Facial recognition systems may be a staple of sci-fi thrillers and TV police procedurals, but in the real world they are still some way from becoming reliable enough to use either as a personal access identifier or as a security tool to pick out suspects in a crowd.
Facial recognition has been significantly affected by occlusions such as scarves and sunglasses, large pose variations, heavy makeup or poor image quality.
But this might be about to change. Research led by Artificial Intelligence specialist Professor Dacheng Tao in the Faculty of Engineering has led to significant advances on one of the key questions facing the technology: how to improve accuracy in real-time identification without needing an exponential rise in computing power and processing time.
Based in the School of Computer Science, Professor Tao attributes his success to two central advances: the invention of video data simulation for model training which helps systems to reduce the impact of image blur in discerning the key characteristics of faces, and the introduction of a multiview learning model named Trunk-branch Ensemble Convolutional Neural Network (TBE-CNN). TBE-CNN integrates information from the holistic image and multiple facial components to build up a more robust image representation that overcomes some of the challenges of pose variation and occlusions.
What is more remarkable is that these improvements have not come at the cost of massive increases in data-processing power. The new multiview system uses three different images to create a facial pattern but it uses less than 1.3 times the memory and time of a single-image system.

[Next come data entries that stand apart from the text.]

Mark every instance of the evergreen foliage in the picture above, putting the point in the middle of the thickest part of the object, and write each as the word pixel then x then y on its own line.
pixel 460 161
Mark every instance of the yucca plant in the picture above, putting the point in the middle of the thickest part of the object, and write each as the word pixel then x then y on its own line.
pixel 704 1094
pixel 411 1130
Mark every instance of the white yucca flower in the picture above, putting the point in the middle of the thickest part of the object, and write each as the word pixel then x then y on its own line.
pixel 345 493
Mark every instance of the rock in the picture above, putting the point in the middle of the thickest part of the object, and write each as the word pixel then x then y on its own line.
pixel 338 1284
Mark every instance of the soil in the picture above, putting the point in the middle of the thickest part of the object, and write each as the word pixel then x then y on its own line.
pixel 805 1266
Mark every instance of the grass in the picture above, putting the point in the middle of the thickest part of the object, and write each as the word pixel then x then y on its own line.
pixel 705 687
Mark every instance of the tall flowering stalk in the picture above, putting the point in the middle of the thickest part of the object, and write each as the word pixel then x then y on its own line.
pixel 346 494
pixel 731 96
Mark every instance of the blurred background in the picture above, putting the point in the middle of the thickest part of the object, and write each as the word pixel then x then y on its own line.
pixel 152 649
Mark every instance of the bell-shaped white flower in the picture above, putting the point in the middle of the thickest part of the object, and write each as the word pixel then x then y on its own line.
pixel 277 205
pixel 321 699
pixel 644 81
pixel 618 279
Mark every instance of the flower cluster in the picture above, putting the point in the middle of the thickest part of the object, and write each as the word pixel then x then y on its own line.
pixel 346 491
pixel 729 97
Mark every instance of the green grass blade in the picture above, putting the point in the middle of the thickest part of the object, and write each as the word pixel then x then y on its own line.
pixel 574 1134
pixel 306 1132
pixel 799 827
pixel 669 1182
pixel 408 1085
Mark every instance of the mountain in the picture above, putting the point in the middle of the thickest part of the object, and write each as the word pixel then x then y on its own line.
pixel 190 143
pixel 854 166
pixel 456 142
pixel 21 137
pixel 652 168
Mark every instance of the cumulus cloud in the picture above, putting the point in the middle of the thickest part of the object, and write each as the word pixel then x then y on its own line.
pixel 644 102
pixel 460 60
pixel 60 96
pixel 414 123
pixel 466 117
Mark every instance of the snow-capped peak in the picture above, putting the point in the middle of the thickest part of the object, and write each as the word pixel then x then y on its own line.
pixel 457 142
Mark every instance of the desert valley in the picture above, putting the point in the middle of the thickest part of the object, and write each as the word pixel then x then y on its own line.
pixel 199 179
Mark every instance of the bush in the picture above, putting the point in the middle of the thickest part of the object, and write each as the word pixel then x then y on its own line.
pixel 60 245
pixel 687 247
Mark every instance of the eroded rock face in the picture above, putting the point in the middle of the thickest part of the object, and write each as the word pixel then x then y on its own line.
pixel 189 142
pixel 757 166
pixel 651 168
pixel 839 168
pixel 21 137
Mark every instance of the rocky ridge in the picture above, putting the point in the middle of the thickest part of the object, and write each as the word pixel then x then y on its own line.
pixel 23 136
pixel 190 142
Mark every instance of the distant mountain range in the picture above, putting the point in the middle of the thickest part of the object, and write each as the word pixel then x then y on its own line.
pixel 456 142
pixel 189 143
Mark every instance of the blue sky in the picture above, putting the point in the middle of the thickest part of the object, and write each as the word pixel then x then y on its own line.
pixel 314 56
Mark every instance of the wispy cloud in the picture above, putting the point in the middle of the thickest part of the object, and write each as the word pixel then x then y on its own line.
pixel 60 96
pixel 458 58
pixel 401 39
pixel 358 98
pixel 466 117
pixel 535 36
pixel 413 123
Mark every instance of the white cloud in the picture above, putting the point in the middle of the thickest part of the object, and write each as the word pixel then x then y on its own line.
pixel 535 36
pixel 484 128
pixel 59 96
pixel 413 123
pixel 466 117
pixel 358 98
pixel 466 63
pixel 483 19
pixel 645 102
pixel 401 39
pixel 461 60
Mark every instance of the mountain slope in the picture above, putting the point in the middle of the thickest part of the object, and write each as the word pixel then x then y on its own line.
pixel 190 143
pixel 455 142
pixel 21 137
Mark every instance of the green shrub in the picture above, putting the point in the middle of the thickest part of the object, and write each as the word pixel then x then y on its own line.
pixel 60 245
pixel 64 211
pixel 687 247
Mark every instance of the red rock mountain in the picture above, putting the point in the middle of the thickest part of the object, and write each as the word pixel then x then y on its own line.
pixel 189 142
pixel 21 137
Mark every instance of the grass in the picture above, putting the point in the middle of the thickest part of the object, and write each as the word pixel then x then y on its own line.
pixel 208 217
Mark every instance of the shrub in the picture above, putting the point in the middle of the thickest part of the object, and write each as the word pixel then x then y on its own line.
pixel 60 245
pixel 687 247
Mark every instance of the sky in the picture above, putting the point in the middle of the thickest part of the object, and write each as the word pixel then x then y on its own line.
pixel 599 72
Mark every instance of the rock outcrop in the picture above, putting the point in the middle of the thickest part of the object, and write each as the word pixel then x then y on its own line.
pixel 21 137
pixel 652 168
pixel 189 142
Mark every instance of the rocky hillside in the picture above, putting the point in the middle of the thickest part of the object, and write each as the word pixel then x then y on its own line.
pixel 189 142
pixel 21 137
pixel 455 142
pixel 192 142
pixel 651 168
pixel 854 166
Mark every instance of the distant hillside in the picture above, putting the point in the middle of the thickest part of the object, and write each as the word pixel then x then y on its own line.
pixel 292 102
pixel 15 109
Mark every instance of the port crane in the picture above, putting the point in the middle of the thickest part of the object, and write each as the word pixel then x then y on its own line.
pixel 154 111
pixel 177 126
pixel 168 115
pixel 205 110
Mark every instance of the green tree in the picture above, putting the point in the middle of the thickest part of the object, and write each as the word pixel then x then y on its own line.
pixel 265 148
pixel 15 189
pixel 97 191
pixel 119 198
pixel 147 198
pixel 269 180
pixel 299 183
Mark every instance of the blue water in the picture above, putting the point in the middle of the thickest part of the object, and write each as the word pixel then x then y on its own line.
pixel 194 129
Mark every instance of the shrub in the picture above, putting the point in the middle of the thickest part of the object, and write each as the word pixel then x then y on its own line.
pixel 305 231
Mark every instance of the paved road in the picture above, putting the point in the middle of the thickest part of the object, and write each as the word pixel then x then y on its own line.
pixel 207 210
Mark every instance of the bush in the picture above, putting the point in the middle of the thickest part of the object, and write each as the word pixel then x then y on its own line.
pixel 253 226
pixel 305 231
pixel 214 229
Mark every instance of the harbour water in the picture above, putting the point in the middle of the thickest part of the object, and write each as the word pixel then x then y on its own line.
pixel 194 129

“We believe the performance can be pushed still further,” he says. Although facial recognition is at heart a pattern-matching problem, it presents unique challenges, but Professor Tao believes that none of them are insurmountable. In recent work, Professor Tao’s team have promoted the verification rate to 99.25% by a single deep model.
In a complete facial recognition system, facial detection is an indispensable step before facial recognition and this is where Professor Tao’s team has also achieved significant advances. Where standard cascade facial detection algorithms score around 60 per cent accuracy for every 1000 false positives on the Face detection Data set and Benchmark (FDDB) test, Professor Tao’s system is already achieving accuracy rates greater than 97 per cent. On the more challenging WIDER FACE benchmark test, where the standard cascade systems have average precision scores of less than 14 per cent, the new algorithm scores above 76 per cent. But Professor Tao is still not satisfied.
The age of mass surveillance is already with us, and Professor Tao believes that the more accurate a facial recognition system is, the less likely it is to mis-identify innocent people. The new system he has created marks a milestone on the path to a safer world.